Longtemps vous avez également cru que l'art avait pour vocation de donner du sens. Puis vous avez parcouru les livres d'Ed Ruscha et avez compris que l'une des tâches de l'œuvre pouvait être de s'efforcer de n'en pas donner. Une photographie de station-service, de piscine ou de cactus qui ne veut être rien d'autre qu'une photographie de stationservice, de piscine ou de cactus. Ce littéralisme foncier, vous en avez perçu un écho tout contemporain quand Martin Creed décida d'emprunter les voies de l'algèbre pour énoncer son credo esthétique : « le monde entier + l'œuvre = le monde entier ». L'art, en quête d'une hypothétique neutralité, proclamait sa valeur : un zéro.

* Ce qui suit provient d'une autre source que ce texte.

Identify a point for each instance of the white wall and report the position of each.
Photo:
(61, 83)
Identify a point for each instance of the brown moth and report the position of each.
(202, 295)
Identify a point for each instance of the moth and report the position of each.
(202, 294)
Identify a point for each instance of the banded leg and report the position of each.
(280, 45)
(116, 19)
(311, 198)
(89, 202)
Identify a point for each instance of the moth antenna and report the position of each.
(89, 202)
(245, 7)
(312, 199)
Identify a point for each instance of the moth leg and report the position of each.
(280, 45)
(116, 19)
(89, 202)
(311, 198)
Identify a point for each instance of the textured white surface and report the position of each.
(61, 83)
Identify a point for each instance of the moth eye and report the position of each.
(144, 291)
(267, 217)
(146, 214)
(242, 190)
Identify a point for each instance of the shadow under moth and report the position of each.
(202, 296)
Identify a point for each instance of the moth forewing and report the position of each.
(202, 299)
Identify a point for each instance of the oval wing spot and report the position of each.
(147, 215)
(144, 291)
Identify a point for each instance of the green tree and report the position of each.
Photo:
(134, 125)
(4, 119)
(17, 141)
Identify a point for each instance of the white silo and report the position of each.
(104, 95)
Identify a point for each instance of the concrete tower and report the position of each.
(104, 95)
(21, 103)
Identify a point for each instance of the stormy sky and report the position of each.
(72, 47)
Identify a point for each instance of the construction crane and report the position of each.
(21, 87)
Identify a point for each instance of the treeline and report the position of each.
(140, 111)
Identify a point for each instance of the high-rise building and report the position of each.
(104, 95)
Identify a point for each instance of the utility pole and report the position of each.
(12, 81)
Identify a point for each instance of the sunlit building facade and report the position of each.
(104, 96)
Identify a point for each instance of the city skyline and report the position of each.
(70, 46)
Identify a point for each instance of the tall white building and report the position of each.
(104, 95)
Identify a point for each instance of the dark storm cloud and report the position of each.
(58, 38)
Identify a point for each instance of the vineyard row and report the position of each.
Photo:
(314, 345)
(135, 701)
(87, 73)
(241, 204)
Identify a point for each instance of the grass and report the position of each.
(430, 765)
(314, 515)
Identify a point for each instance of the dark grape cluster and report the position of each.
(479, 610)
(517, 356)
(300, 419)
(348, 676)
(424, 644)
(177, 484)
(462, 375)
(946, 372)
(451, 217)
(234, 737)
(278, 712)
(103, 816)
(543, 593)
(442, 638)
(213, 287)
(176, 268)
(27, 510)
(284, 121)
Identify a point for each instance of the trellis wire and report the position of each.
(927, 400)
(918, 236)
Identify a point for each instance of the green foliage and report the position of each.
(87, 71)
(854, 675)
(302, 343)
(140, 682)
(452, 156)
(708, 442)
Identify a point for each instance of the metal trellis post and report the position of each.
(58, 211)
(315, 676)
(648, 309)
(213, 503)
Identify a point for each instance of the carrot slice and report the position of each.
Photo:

Depuis quelque temps déjà, vous vous étiez fait une raison : la réification est une fatalité pour l'art, l'art est peut-être même l'autre nom de la réification. Marcel Broodthaers et Andy Warhol, chacun à sa manière, vous en avaient forgé la triste conviction. Mais vous fréquentiez assidûment les Furniture Sculptures de John M Armleder, qui ne se soucient plus aucunement de l'essence de l'art, promise, dit-on, depuis Manet. L'inédit formalisme postmoderne de ces œuvres aux libres manipulations de styles et d'objets, pratiquées en l'absence de toute hiérarchie et de toute susceptibilité ontologique, ouvre une perspective inouïe : envisager la réification comme une fête. Cela vous fut un réconfort, car, il vous avait fallu l'admettre, les grandes tentatives historiques de résistance à la réification avaient, pour diverses raisons, connu l'échec. L'énoncé conceptuel était devenu une image et le certificat, une précieuse relique. Pourtant, dans les premières années du siècle nouveau, les quelques « situations scénographiées » de Tino Sehgal auxquelles il vous a été donné d'assister, et que, l'artiste y veille, rien ne vient documenter, ont marqué, d'une façon inattendue, la reprise du projet anti-réificateur. Entre la promesse d'une fête et la relance d'une entreprise d'émancipation à l'égard d'un universel devenir-chose de l'art, la conjoncture avait décidément changé.